Aguirre e Kinski volevano l'El Dorado

Eh lo so. Sono fatto così. Io ed Elena arriviamo al Cinema all'aperto nei chiostri di San Barnaba e ci mettiamo in fila, pochi minuti ed un braccio si frappone tra noi e quelli davanti: "Spiacenti, posti esauriti", "Possiamo sederci per terra?", "No". Ma sparatevi, tu, Garrone, "Reality" e l'"Arianteo". Andiamo a casa ché mi guardo un film. No! Scuola guida perché "se no quando la facciamo!?" Va bene, Ele. Però al ritorno, in sala Uander ultimo spettacolo h23.30, potrò guardarmi un film in relax? Ed ecco che recupero il regalo di compleanno che mi fece Barabba: "Aguirre, Furore di Dio" è un film del 1972, il 5° del regista tedesco Werner Herzog...
I fatti si svolgono nella metà del 1500, quando una spedizione spagnola guidata da Pizarro, condotta alla ricerca della terra promessa El Dorado, finì miseramente.
L'inizio della pellicola è ovattato, musica celestiale a costruire il pathos desiderato dal regista di Monaco di Baviera. La m.d.p. inquadra dall'alto la discesa tra le nuvole, giù dalle vette di Machu Pichu, regalando la prima sequenza d'effetto. La passione e l'esperienza sul campo del regista tedesco per il taglio documentaristico emerge a più riprese (le tumultuose acque del fiume, l'uso sapiente della steadicam), le immagini sono "sfumate", le gocce d'acqua sull'obbiettivo, avvicinano lo spettatore a quella terra affascinante quanto ignota.
Poi la m.d.p. si assesta, appollaiata sulla zattera ad osservare questo gruppo di scapestrati senza speranza.
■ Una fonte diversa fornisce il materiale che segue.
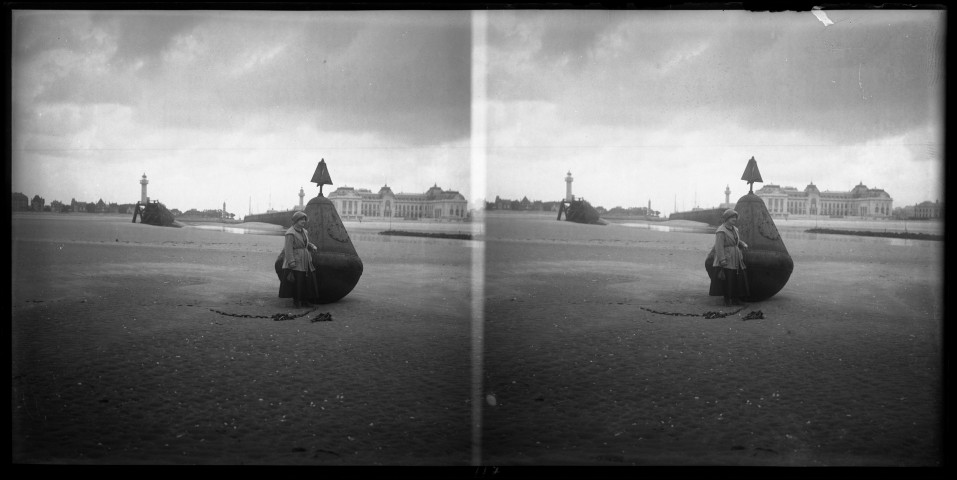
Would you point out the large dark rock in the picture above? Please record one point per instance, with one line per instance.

Il più determinato di tutti è il protagonista Aguirre, che pare però percorso da una sete di potere (non vuole oro, quello lo lascia ai servi) più forte di lui, pronta a sovrastare ogni sua altra capacità. Sopravvivrà solo lui, avendo perso, uno ad uno, tutti i "suoi" uomini, sfiancati dalla forza della natura, ammazzati dai suoi guardiani.
A lato della sua progressiva follia, il racconto della chiesa quando era già e ancora chiesa ("deve stare dalla parte dei più forti") e del carattere violento e meschino delle prime esplorazioni (proprio vero: un crimine può compierlo anche il più cretino).
Mi aspettavo una prova più roboante di Kinski (vedi "Woyzeck"); qui, invece, la follia è più silenziosa, latente, sottopelle. La scena finale, con Aguirre ormai senza più la ragione ("Se voglio che gli uccelli cadano dagli alberi, devono cadere dagli alberi!") toglie ogni dubbio che il film fosse divenuto celebre più per i veementi scontri tra il regista e l'eccentrico e un po' pazzo attore, in questa pellicola al loro primo incontro (da qui il documentario "Kinski, il mio nemico..."; ne potete leggere un po' ovunque, vi basti che si arrivò alle minacce di morte; "Signor Kinski, lei non è ancora il capo della spedizione", si davano ancora del lei...): la "danza" solitaria di Aguirre sulla zattera decrepita invasa dalle scimmiette e il movimento macchina in chiusura sono la cosa più suggestiva (assieme alla già citata sequenza iniziale).
Cinema grezzo solo nei mezzi (8 attori, poca spesa), alto nella forza espressiva.
Barabba, quando passerai dalle parti del 'Rofum, ci racconteresti cosa ti ha colpito di questo film?
(depa)

1 commento:

  1. Ah, dimentcavo, voto...alla prova guida di Elena: "6,5" (solo per non gasarla troppo). Due ottimi parcheggi a "S" (uno dei quali a sinistra, tra l'altro), uno specchietto sfiorato a destra e qualche corsia fantasiosa. Detto ciò non fa spegnere la Golf manco a pregare (molto meglio di me brbrbr). Complimenti.
    Dai 'rofumiani, anche questo è cinema!